Problemy finansowe dotykają szczególnie tych stacji, które poza badaniami technicznymi, nie świadczą dodatkowych usług. Stanowisko ministerstwa infrastruktury, odpowiedzialnego za cenę przeglądów, wskazuje, że sytuacja diagnostów szybko się nie poprawi.

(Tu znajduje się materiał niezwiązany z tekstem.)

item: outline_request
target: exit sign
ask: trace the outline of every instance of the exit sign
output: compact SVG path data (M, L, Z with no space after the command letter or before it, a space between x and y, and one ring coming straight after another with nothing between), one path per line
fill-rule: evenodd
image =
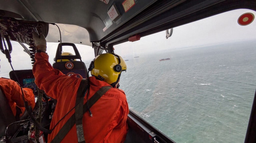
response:
M111 20L113 21L120 15L120 13L117 8L116 8L116 6L114 4L108 12L108 15Z

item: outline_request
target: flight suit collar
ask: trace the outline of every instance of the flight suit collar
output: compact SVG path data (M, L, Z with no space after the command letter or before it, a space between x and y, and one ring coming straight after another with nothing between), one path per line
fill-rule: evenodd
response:
M96 79L95 76L92 76L89 77L89 80L91 84L92 85L96 86L111 86L108 83L104 81Z

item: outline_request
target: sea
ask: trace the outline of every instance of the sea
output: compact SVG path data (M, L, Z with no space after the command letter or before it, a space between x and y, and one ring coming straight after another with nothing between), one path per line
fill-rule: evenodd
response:
M256 45L126 57L120 88L131 110L176 143L243 143L256 88Z

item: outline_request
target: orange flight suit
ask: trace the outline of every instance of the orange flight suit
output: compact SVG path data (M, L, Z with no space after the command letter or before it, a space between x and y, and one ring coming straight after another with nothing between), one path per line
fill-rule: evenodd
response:
M20 116L22 116L25 111L25 108L20 86L11 79L0 78L0 88L5 95L14 116L16 116L16 106L20 108L22 113ZM28 101L28 105L34 109L36 103L33 90L28 88L22 88L22 90L25 100Z
M68 112L75 106L76 94L82 79L76 75L68 76L54 69L48 61L46 53L35 54L36 63L33 67L35 82L39 88L44 90L48 96L57 100L50 129ZM110 86L94 76L90 80L89 98L104 86ZM87 95L84 104L87 101ZM86 143L122 143L128 130L126 123L129 109L126 95L122 90L111 88L90 108L93 117L88 112L84 114L83 127ZM52 140L61 127L74 113L74 109L57 125L48 135L49 142ZM66 135L62 143L77 143L75 124Z

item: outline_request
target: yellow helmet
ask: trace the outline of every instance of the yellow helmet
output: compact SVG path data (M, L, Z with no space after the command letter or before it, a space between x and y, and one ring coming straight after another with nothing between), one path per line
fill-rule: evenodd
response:
M126 71L126 64L121 57L114 53L100 55L91 62L88 71L91 74L114 87L121 72Z
M63 52L62 54L61 54L62 56L68 56L69 55L73 55L72 53L69 52ZM62 59L62 61L76 61L76 59ZM57 62L59 62L60 61L60 60L57 60Z

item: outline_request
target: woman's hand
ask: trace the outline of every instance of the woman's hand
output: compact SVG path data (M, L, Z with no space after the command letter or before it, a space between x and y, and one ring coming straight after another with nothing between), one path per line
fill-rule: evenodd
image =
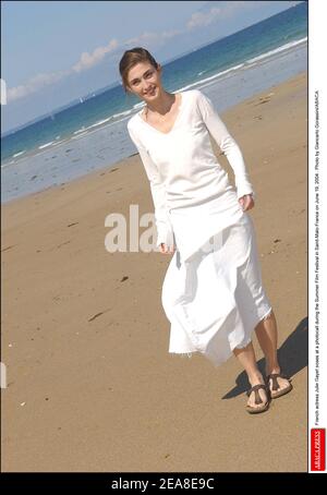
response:
M164 242L161 242L161 244L160 244L160 251L161 251L161 253L164 253L164 254L172 254L172 253L174 253L174 249L175 249L175 247L173 246L173 247L171 247L170 250L168 250L168 249L167 249L167 245L166 245Z
M239 200L240 205L242 206L243 212L254 207L254 198L252 194L245 194Z

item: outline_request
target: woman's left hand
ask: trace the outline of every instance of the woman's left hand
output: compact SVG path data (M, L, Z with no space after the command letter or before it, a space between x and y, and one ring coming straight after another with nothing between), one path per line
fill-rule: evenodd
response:
M251 209L254 207L254 198L252 194L245 194L244 196L240 197L239 203L243 209L243 212L246 212L247 209Z

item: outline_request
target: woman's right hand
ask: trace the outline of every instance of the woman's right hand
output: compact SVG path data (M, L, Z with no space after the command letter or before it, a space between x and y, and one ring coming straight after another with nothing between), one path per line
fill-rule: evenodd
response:
M160 251L162 254L173 254L174 250L175 250L174 246L171 247L170 250L168 250L167 245L164 242L161 242L161 244L160 244Z

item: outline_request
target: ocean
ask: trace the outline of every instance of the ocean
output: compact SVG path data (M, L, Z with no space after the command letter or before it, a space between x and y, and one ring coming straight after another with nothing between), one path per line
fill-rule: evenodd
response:
M217 111L307 70L307 3L195 49L164 67L175 93L197 88ZM126 121L144 105L121 82L1 136L1 202L51 188L137 153Z

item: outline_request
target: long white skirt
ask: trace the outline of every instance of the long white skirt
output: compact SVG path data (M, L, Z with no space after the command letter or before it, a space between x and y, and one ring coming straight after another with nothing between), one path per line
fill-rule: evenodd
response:
M170 321L169 352L201 352L218 366L252 340L271 305L262 282L253 220L245 212L186 262L174 252L161 302Z

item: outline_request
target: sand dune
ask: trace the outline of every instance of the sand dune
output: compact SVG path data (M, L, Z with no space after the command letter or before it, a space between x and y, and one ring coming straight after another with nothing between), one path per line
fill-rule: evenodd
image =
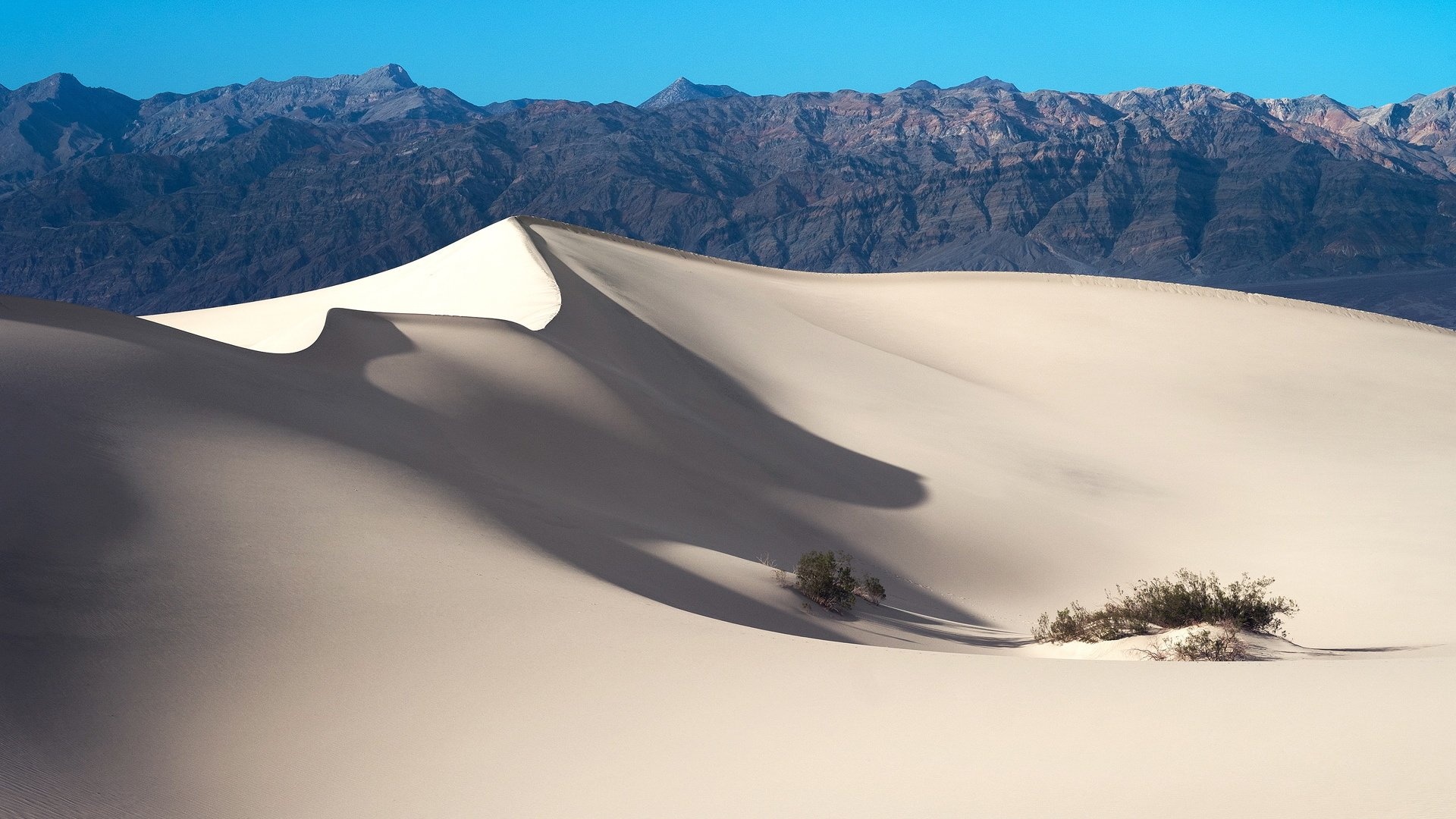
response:
M0 815L1456 806L1444 331L523 219L151 321L0 299ZM808 548L887 605L756 561ZM1184 565L1277 577L1293 662L1028 644Z

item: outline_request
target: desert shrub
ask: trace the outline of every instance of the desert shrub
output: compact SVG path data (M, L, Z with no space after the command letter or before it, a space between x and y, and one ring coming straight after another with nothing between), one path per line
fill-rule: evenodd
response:
M878 606L885 599L885 584L878 577L866 576L855 587L855 593Z
M1130 592L1118 586L1101 609L1072 603L1056 616L1042 614L1032 637L1041 643L1096 643L1211 622L1227 624L1233 631L1242 628L1283 637L1281 615L1291 615L1299 606L1287 597L1271 596L1273 583L1273 577L1245 574L1223 584L1211 571L1197 574L1179 568L1172 577L1140 580Z
M804 552L794 567L794 587L831 612L855 606L855 560L844 552Z
M855 558L844 552L804 552L794 567L794 587L831 612L855 608L856 596L875 605L885 599L885 584L878 577L856 579Z
M1217 630L1200 628L1182 640L1144 648L1142 653L1150 660L1236 662L1249 659L1249 644L1239 638L1239 630L1219 624Z

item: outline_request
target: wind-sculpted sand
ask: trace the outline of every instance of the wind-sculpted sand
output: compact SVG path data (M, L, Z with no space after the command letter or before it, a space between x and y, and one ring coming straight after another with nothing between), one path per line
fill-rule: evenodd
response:
M0 344L0 815L1456 810L1450 332L520 219ZM824 548L887 605L757 561ZM1280 662L1029 644L1179 567Z

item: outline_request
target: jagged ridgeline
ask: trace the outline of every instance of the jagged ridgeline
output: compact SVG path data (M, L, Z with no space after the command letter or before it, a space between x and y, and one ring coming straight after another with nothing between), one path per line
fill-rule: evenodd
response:
M204 307L526 213L772 267L1099 273L1456 326L1453 99L678 79L479 106L384 66L137 101L57 74L0 89L0 291Z

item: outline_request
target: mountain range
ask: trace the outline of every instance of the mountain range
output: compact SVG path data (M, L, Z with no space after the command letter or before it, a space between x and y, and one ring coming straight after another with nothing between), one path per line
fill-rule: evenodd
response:
M1353 108L992 77L475 105L399 66L131 99L0 87L0 291L204 307L392 268L511 214L772 267L1040 270L1456 326L1456 87Z

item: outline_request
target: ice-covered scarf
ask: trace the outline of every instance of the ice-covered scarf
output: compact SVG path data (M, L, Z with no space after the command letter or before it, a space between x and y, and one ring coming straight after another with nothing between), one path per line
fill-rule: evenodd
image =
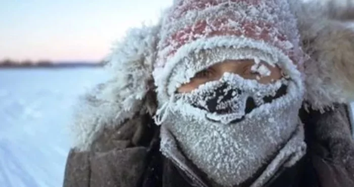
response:
M190 93L176 94L165 105L162 125L213 181L237 185L267 165L252 185L261 186L304 154L298 117L301 90L291 79L262 84L226 73ZM166 145L162 144L162 153L173 158L173 146Z

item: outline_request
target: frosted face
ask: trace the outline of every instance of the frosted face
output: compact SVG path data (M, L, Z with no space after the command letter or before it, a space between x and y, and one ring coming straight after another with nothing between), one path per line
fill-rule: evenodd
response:
M219 80L225 72L237 74L245 79L255 79L267 84L282 77L280 68L264 62L256 64L253 60L226 60L197 73L188 83L181 86L179 92L190 92L207 82Z

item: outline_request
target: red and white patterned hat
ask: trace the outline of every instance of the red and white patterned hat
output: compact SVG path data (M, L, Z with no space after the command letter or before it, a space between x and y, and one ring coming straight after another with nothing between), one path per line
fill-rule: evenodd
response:
M301 79L303 55L286 0L175 0L160 36L153 73L160 99L227 59L264 60Z

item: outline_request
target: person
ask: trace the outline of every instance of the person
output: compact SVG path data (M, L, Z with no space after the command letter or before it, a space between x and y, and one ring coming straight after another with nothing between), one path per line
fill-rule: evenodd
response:
M354 6L323 6L175 0L130 30L76 109L64 186L354 186Z

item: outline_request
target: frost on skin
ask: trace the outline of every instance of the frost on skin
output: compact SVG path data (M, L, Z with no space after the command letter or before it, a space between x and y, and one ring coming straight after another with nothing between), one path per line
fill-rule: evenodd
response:
M261 77L268 77L271 75L272 72L264 64L255 64L251 70L253 72L258 73Z
M209 113L210 120L229 124L242 120L254 108L285 93L287 81L282 79L263 84L255 80L246 81L239 75L226 72L219 80L207 82L189 93L179 93L181 98L192 106ZM278 92L281 87L285 88Z

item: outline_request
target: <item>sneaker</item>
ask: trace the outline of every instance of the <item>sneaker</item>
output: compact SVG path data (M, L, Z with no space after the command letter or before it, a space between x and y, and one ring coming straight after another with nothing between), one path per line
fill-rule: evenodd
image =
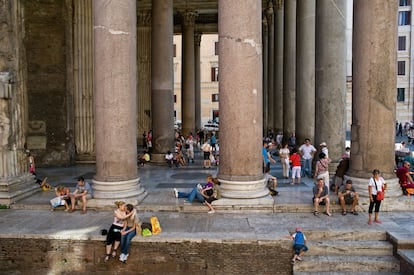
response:
M121 253L121 255L119 255L119 261L123 262L125 261L125 254Z

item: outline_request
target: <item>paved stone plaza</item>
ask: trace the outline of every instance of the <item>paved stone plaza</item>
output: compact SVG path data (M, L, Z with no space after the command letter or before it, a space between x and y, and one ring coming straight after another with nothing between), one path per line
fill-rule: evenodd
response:
M318 249L318 246L324 246L320 240L324 238L335 240L338 235L346 235L348 238L351 236L355 241L358 238L369 239L369 236L380 234L381 240L392 239L404 245L414 245L409 233L414 231L413 212L381 212L380 218L383 224L368 225L364 207L359 207L358 216L350 214L343 216L336 204L333 205L332 217L326 215L315 217L310 203L313 181L304 178L300 185L291 186L290 179L281 179L280 163L272 165L271 170L271 173L279 178L279 195L273 197L275 201L273 211L218 209L215 214L208 214L206 206L198 202L184 203L184 199L176 199L172 192L173 187L183 191L188 190L196 183L204 182L207 174L216 174L217 168L202 169L201 164L201 157L197 157L196 162L187 167L168 168L146 165L139 168L141 183L148 192L146 198L137 206L140 218L149 221L150 216L157 215L163 228L162 234L152 236L151 241L166 243L205 240L235 243L272 241L289 245L290 241L286 236L295 227L300 226L311 242L309 256L300 264L302 266L306 266L306 261L313 259L312 257L318 257L313 253L321 249ZM86 180L90 180L94 175L94 169L93 165L39 168L38 174L40 177L47 176L54 186L65 184L74 188L76 177L83 175ZM54 197L52 191L40 191L14 204L12 209L1 210L0 238L104 240L100 230L108 228L112 222L111 209L90 208L85 215L82 215L79 210L74 213L62 210L51 212L48 201L52 197ZM362 203L364 203L363 199ZM385 232L387 235L384 235ZM314 243L312 243L313 238ZM136 237L133 241L147 242L148 239ZM410 256L412 258L414 254L413 250L404 253L408 258ZM300 268L300 265L295 268Z

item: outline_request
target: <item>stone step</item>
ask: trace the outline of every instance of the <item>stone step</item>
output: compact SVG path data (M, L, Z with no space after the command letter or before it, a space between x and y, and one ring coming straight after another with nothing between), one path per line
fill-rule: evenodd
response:
M400 272L293 272L293 275L401 275Z
M392 256L393 246L388 241L308 241L306 255L331 256Z
M385 241L387 234L380 230L314 230L304 231L309 241Z
M393 256L304 256L293 271L305 272L400 272Z

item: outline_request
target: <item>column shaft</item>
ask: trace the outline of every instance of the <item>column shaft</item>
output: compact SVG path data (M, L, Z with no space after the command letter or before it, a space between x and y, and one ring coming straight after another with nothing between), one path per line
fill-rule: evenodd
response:
M337 162L345 150L346 0L317 0L316 10L315 144L326 142Z
M152 129L151 11L140 11L137 20L137 138L138 144L143 146L142 134Z
M196 13L185 11L183 18L182 36L182 133L195 133L195 55L194 55L194 25Z
M74 1L73 115L78 161L95 157L92 0Z
M296 135L301 143L315 132L315 0L298 0Z
M395 177L397 1L354 0L349 175Z
M275 72L275 28L274 28L274 13L273 13L273 3L272 1L267 2L267 8L266 8L266 17L267 17L267 26L268 26L268 56L267 56L267 62L268 62L268 77L267 79L267 110L268 110L268 116L267 116L267 128L274 128L274 122L273 122L273 113L274 113L274 72ZM267 130L267 129L266 129ZM265 132L265 134L267 131Z
M239 203L243 204L248 203L247 198L268 195L260 153L263 108L261 1L219 1L219 40L221 131L218 177L223 198L242 199ZM243 138L234 142L234 137L239 136Z
M136 199L136 1L94 1L94 197ZM105 201L108 200L108 201Z
M274 97L273 97L273 122L276 130L283 129L283 27L284 8L283 0L274 0L275 4L275 75L274 75ZM277 131L275 131L277 132Z
M200 43L201 43L201 33L195 34L194 39L194 59L195 59L195 68L194 68L194 79L195 79L195 127L196 129L201 129L201 75L200 75ZM195 134L195 133L193 133Z
M285 2L283 49L283 132L295 131L296 119L296 0Z
M193 44L194 47L194 44ZM151 40L152 161L174 146L173 1L153 1Z

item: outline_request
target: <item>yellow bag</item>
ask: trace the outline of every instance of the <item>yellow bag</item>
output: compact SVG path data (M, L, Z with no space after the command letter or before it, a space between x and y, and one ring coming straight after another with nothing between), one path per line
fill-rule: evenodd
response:
M152 234L157 235L161 233L162 229L161 229L161 225L160 225L158 218L155 216L152 216L150 221L151 221L151 226L152 226Z

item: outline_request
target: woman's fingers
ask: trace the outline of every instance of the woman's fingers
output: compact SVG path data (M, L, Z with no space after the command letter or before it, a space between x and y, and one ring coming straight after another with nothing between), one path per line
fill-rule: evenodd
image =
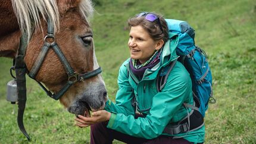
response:
M76 125L80 127L80 128L86 127L90 126L90 124L82 124L82 123L76 123Z

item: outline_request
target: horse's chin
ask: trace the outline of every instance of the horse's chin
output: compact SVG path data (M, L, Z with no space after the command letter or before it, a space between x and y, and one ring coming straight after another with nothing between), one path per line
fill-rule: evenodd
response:
M92 109L87 102L82 102L82 104L80 103L79 105L76 104L68 107L67 110L69 112L75 114L76 117L81 115L86 117L90 117L90 111L92 111Z

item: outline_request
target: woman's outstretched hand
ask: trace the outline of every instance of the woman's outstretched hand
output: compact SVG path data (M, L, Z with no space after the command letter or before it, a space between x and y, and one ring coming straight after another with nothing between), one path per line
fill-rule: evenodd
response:
M111 113L105 110L99 110L92 113L91 117L85 117L79 115L76 118L76 125L82 128L89 126L90 124L106 121L110 120Z

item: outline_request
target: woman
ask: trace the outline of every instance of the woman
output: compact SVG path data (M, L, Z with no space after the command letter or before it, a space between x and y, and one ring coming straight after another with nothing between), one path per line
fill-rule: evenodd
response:
M114 139L127 143L203 143L204 126L186 133L166 130L191 111L183 103L193 104L189 74L176 61L177 36L152 12L139 14L128 24L130 58L120 68L116 104L108 100L105 110L92 112L92 117L79 115L77 125L90 126L91 143L112 143ZM166 84L158 92L158 74L171 65Z

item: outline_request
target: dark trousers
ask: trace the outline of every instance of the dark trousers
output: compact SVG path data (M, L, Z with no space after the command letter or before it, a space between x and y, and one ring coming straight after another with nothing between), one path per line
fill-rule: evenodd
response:
M154 144L191 144L192 143L184 139L173 139L172 137L160 136L154 139L138 138L123 134L117 131L107 128L107 123L100 123L90 126L90 143L109 144L112 143L114 139L126 143L154 143Z

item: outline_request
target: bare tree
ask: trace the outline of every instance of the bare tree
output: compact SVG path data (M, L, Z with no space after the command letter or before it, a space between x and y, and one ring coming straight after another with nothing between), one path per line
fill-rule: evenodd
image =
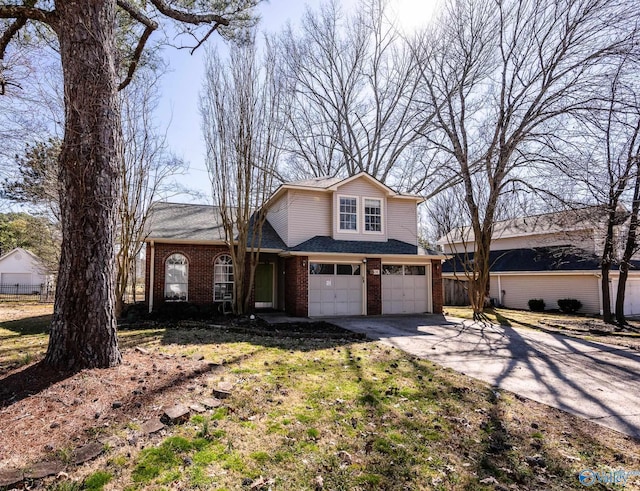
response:
M489 296L502 197L530 189L563 118L589 105L607 61L632 47L636 24L623 0L453 0L415 41L422 94L436 110L426 140L464 186L476 317Z
M339 2L307 10L299 29L278 38L288 101L291 177L365 171L409 188L420 160L414 144L429 119L416 104L417 71L387 17L385 0L362 0L352 15ZM414 189L415 191L415 189Z
M65 131L59 159L62 254L45 363L63 369L120 363L115 316L115 250L122 128L117 91L126 87L149 36L152 17L173 19L197 36L196 46L219 28L246 20L253 0L24 0L0 4L1 91L17 89L4 67L9 43L31 25L50 28L63 70ZM207 9L212 11L206 12ZM204 13L202 13L204 12ZM119 16L120 15L120 16ZM127 26L122 19L128 19ZM196 31L204 26L204 32ZM120 28L130 28L130 37ZM129 50L118 39L134 39ZM119 81L120 68L126 72Z
M132 83L120 92L124 135L120 167L122 197L116 233L116 315L124 307L125 294L132 288L135 298L136 259L144 244L149 207L159 196L178 194L181 187L172 179L186 164L169 153L165 136L153 122L159 100L159 75L141 69Z
M258 60L253 38L232 46L226 63L214 51L201 95L207 167L233 261L233 310L238 314L250 308L265 204L284 134L283 87L274 66L269 45Z

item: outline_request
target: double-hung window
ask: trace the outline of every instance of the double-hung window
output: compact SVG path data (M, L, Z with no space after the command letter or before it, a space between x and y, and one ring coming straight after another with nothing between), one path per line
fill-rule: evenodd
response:
M171 254L165 262L164 299L173 302L187 301L189 263L182 254Z
M364 231L382 232L382 200L364 199Z
M358 198L340 196L340 231L358 231Z
M213 264L213 301L233 300L233 260L228 254L218 256Z

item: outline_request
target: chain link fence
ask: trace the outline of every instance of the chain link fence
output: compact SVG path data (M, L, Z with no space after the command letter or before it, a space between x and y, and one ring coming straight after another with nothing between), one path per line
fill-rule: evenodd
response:
M55 287L50 284L0 284L0 302L52 303L54 294Z

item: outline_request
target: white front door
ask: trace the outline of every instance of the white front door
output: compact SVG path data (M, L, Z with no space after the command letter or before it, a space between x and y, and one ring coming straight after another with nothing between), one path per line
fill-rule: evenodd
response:
M309 263L309 317L362 315L360 264Z

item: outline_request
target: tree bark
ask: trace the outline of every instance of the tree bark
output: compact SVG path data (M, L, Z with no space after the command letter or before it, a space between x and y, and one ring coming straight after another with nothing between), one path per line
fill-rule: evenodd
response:
M66 370L121 361L113 246L122 158L115 8L115 0L56 2L66 116L62 255L45 363Z

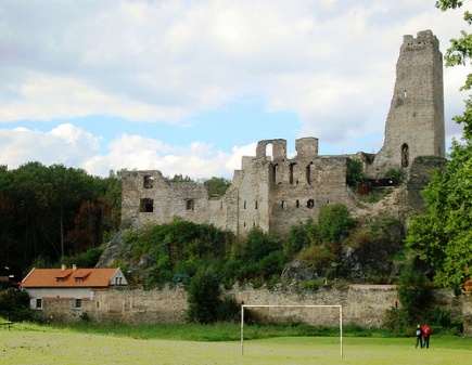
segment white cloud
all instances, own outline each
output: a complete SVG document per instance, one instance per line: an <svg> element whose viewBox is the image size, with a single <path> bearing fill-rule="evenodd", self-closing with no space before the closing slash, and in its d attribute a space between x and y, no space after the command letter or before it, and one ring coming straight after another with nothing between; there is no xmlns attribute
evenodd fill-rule
<svg viewBox="0 0 472 365"><path fill-rule="evenodd" d="M319 138L320 146L355 148L354 140L375 134L369 152L382 143L403 36L432 29L445 52L465 25L462 11L439 12L420 0L4 1L0 17L5 126L91 115L188 122L255 95L269 112L296 114L296 134ZM450 135L460 133L450 117L463 108L463 69L445 71ZM9 165L42 156L100 174L126 167L228 175L247 148L215 151L216 135L176 147L165 136L129 134L103 155L104 141L72 126L0 132Z"/></svg>
<svg viewBox="0 0 472 365"><path fill-rule="evenodd" d="M81 167L82 160L99 153L99 140L73 125L43 133L25 128L0 130L1 164L10 169L29 161Z"/></svg>

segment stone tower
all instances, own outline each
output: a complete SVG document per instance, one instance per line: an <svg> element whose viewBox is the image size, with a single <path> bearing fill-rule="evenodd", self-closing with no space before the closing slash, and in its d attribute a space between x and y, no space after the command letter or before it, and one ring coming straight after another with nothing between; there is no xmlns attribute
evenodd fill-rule
<svg viewBox="0 0 472 365"><path fill-rule="evenodd" d="M443 55L431 30L404 36L385 140L367 173L408 169L418 156L445 157Z"/></svg>

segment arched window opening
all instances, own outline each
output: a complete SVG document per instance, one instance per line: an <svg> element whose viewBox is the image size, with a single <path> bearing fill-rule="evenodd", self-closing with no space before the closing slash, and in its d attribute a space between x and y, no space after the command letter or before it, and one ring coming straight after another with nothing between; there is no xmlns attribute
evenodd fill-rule
<svg viewBox="0 0 472 365"><path fill-rule="evenodd" d="M298 170L296 168L296 164L290 164L290 184L298 184Z"/></svg>
<svg viewBox="0 0 472 365"><path fill-rule="evenodd" d="M268 143L266 144L266 157L269 157L269 160L273 160L273 144Z"/></svg>
<svg viewBox="0 0 472 365"><path fill-rule="evenodd" d="M186 209L187 210L194 210L195 209L195 200L186 199Z"/></svg>
<svg viewBox="0 0 472 365"><path fill-rule="evenodd" d="M408 167L409 159L410 159L409 147L408 147L408 144L404 143L401 145L401 167L404 167L404 168Z"/></svg>
<svg viewBox="0 0 472 365"><path fill-rule="evenodd" d="M277 170L279 169L279 165L272 165L272 184L277 184Z"/></svg>
<svg viewBox="0 0 472 365"><path fill-rule="evenodd" d="M152 213L154 211L154 200L148 198L141 199L139 211L143 213Z"/></svg>
<svg viewBox="0 0 472 365"><path fill-rule="evenodd" d="M143 180L143 187L144 188L152 188L153 185L154 185L154 177L152 177L150 174L145 174L144 180Z"/></svg>
<svg viewBox="0 0 472 365"><path fill-rule="evenodd" d="M306 183L308 185L311 185L311 167L312 167L312 162L310 162L307 167L306 167Z"/></svg>

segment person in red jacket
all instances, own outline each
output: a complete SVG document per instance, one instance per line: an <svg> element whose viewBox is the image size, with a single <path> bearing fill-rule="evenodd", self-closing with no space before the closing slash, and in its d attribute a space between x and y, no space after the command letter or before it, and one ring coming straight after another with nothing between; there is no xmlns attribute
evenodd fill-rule
<svg viewBox="0 0 472 365"><path fill-rule="evenodd" d="M420 344L420 349L423 348L423 330L421 329L421 326L417 326L417 330L414 331L414 335L417 335L417 346L414 349L418 348L418 344Z"/></svg>
<svg viewBox="0 0 472 365"><path fill-rule="evenodd" d="M423 326L423 338L424 338L424 346L423 348L429 349L430 348L430 336L431 336L431 328L428 325L428 323Z"/></svg>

-Obecnie MI nie rozważa podwyższenia opłat za przeprowadzenie badania technicznego pojazdu. Procedowany w Sejmie projekt ustawy o zmianie ustawy – Prawo o ruchu drogowym oraz niektórych innych ustaw zakłada poprawę bezpieczeństwa w ruchu drogowym i pozytywny wpływ na ochronę środowiska przez uszczelnienie systemu badań technicznych. Prace legislacyjne nad rozporządzeniem regulującym wysokość opłat za badania techniczne pojazdów, będą mogły zostać podjęte po ustaleniu ostatecznej treści przepisów procedowanej ustawy i uchwaleniu jej przez Sejm i Senat – pisze Szymon Huptyś, rzecznik prasowy ministerstwa infrastruktury.
Diagności uspokajają kierowców – wszystkie badania techniczne wykonane w środę 26 kwietnia są ważne. Masowo zostały przesłane do CEPiK jeszcze tego samego dnia o godz. 12. Chodziło o zawieszenie pracy systemu i tym samym zwrócenie uwagi ministerstwa na problem ceny przeglądu. Jeżeli jednodniowy protest nie przyniesie oczekiwanych rezultatów, diagności zapowiadają jego eskalację i nawet wyjście na ulice.